最近BSでやってた、ボブ・ディランのドキュメンタリー「No Direction Home」おもしろかったです。以前から見たいと思いつつ果たせず、今回ようやく見ることができました。
3時間半近いこの映画を観たからといって、ディランの何が分かるわけでもありません。とういかむしろ、ますますボブ・ディランという男が分からなくなりました。もっともこの映画はマーティン・スコセッシ監督の主観で描かれた、ディランのほんの一面に過ぎないのですが(ほかのあらゆる伝記物と同じように)。しかし「風に吹かれて」と言う通り、ディランは本当に何からも縛られることを嫌う自由人なのだということは、なんとなく分かりました。
映画の中で一番面白かった、とうか滑稽だったのはディランがエレキに持ち替えて、バンドスタイルになった時のファンの反応です。アクースティックギター&ハーモニカでフォークを歌ってた頃は、神様のように持ち上げていたのに、エレキに持ち替えたとたんに「商業主義に走った」とか「裏切り者!」とか、ひどいブーイングを浴びせるところ。
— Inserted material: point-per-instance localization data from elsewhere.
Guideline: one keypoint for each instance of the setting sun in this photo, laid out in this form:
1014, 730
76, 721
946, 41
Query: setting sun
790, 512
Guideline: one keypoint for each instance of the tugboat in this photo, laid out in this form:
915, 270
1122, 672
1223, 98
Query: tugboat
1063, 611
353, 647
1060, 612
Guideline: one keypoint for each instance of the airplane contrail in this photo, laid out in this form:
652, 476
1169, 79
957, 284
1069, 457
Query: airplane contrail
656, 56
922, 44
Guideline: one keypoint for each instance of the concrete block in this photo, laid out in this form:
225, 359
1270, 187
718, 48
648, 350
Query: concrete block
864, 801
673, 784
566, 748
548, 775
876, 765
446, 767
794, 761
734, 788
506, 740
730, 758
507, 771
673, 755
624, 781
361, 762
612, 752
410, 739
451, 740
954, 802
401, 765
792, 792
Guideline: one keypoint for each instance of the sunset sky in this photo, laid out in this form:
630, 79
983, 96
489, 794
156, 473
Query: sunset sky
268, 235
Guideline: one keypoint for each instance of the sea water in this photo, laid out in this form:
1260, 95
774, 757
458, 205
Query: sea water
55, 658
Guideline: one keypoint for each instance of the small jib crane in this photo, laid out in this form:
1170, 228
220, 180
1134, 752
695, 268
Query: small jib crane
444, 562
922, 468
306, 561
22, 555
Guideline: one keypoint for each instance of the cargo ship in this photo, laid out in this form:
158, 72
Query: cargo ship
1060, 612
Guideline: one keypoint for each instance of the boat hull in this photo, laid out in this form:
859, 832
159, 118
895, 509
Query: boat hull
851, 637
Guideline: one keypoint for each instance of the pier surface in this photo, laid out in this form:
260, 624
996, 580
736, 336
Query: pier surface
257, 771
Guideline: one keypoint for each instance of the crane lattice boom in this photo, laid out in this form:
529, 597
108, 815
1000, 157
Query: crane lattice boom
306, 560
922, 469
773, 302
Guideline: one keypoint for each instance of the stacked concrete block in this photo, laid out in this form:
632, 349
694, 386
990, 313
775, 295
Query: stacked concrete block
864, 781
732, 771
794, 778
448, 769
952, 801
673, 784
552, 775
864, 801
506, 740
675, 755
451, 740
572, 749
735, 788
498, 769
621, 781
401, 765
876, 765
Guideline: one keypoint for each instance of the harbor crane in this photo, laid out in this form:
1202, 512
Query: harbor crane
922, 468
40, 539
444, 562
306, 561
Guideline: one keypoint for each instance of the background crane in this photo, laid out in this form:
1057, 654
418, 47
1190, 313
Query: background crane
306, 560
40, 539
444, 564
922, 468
この状況、多くの若者が真面目に闘っていた、60年代アメリカの社会情勢も垣間見えるわけですが・・・。
弾き語りでやろうがバンドでやろうが、そのサウンドさえ素晴らしければどっちだっていいじゃないか・・・と僕などは思うわけですが、60年代当時、そういう聴き方は許されなかったのでしょうね。音楽は、サウンドがどうだというよりも、生き方、思想、政治的態度とイコールだった。ディランに、音楽以外のものを過剰に期待した結果だと思います。確かにディランの歌詞にはメッセージソングのようなのがたくさんありますが、本人曰く「自由に詩を書いていただけ」とのこと。聴き手はそれをメッセージと受け取って熱狂したわけで・・・、音楽に詩を乗せることはある意味恐い。
何にも縛られず我が道を行くディランのこと、自分を神格化するようなファンに飽き飽きして、このへんで突き放しておかないとマズイ・・・と思ったんでしょうね。「自分がやっているのはただの音楽さ」・・・まあ、そういう態度がカッコイイです。
僕はあまり英語がわからないので、ディランが何を歌おうと、歌詞カードをを見ない限り、曲を聴いたとき言葉もサウンドの一部としてしか入ってこないのです。だからディランのサウンドは理解してるけど、詩は理解してない・・・この聴き方はどうなんでしょうか?音楽と詩の関係を考え始めると難しいです。
たとえ僕にディランの詩の素晴らしさが今よりもっと分かったとしても、音楽と切り離して詩だけを深読みするのは控えたいと思います。歌詞カードを解釈するよりも、やはりまずは先入観なしでサウンドに身を任せたい。